Não é isso que, julgo, os homossexuais pretendem - pretendemos, sim, que não se ignore a nossa existência, é certo, mas reclamamos uma atenção que vai muito para além disso. E é neste aspecto que a questão entronca com o caso dos homossexuais deficientes. É que, para além dos problemas específicos da deficência, a esses acrescem outros que lhes advêm do facto de serem homossexuais - não ignorar a questão não é bastante, a questão vai muito para além disso!
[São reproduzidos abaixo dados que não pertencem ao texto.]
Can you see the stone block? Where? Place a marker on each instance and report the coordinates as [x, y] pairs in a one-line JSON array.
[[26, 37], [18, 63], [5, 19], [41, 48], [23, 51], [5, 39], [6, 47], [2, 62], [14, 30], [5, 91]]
Muitas são as associações que dão a voz pela comunidade lgbt, mas poucos são aqueles que, no seu seio, dispõem de núcleos específicos para deficientes. Tenho conhecimento de apenas um site sobre este assunto, mas é possível que existam mais – quero crer que sim!
É urgente que, dentro das associações de defesa dos direitos dos homossexuais, se criem condições que possibilitem a participação dos cidadãos deficientes, no seio da comunidade lgbt. É fundamental, acima de tudo, que não se discriminem os deficientes no seio da comunidade lgbt. E afirmo isto porque não pode pedir-se aos outros que não nos discriminem, quando tantas e tantas vezes somos nós próprios que nos discriminamos. Não é novidade para ninguém que os homossexuais se discriminam entre si: os magros discriminam os gordos, os feios discriminam os bonitos, os ricos discriminam os pobres, os brancos discriminam os de diferentes etnias, os jovens discriminam os mais velhos e tudo isto vice-versa. E não surpreenderá ninguém que se diga que os não deficientes discriminam os deficientes - se assim não é, pergunto, onde estão as iniciativas neste ano a eles dedicados?
Não podemos cruzar os braços e esperar que sejam os outros a resolver os nossos problemas - eles nunca o farão. É necessário que a comunidade lgbt debata no seu seio a questão e encontre as suas próprias respostas. É imperioso que surjam acções vindas de dentro, que só depois poderão ser transpostas para fora. Não me espanta nada que a nível n nacional não existam essas acções em prol dos deficientes homossexuais, mas muito me desilude ver que no interior desta comunidade nada se faz, nada se diz, nada se escreve. Só posso concluir que, à margem do que vejo acontecer com quem afirma nada ter a ver com isto, também as lésbicas e os gays estão demasiado concentrados no seu umbigo.
Às vezes paro e tento imaginar como será o dia-a-dia de uma lésbica paraplégica, de um gay mudo, de um bissexual invisual, de um transgender surdo, e chego à conclusão que as suas vidas são, por certo, bem mais difíceis do que a minha, bem mais isoladas, bem mais infelizes, bem mais silenciosas, bem mais insuportáveis.
Restam pouco mais de três meses a este Ano Europeu das Pessoas com Deficiência, mas este é um compromisso que não está condicionado ao tempo, nem ao lugar, mas sim à iniciativa e ao empenhamento.
Desejo que este ano sirva apenas de mote para que se abram os olhos, se limpem os ouvidos, se desimpeçam as gargantas, se movam as pernas e os braços e se inquietem os cérebros de todos os que, não o sendo, se preocupam verdadeiramente com os deficientes, com todos os deficientes.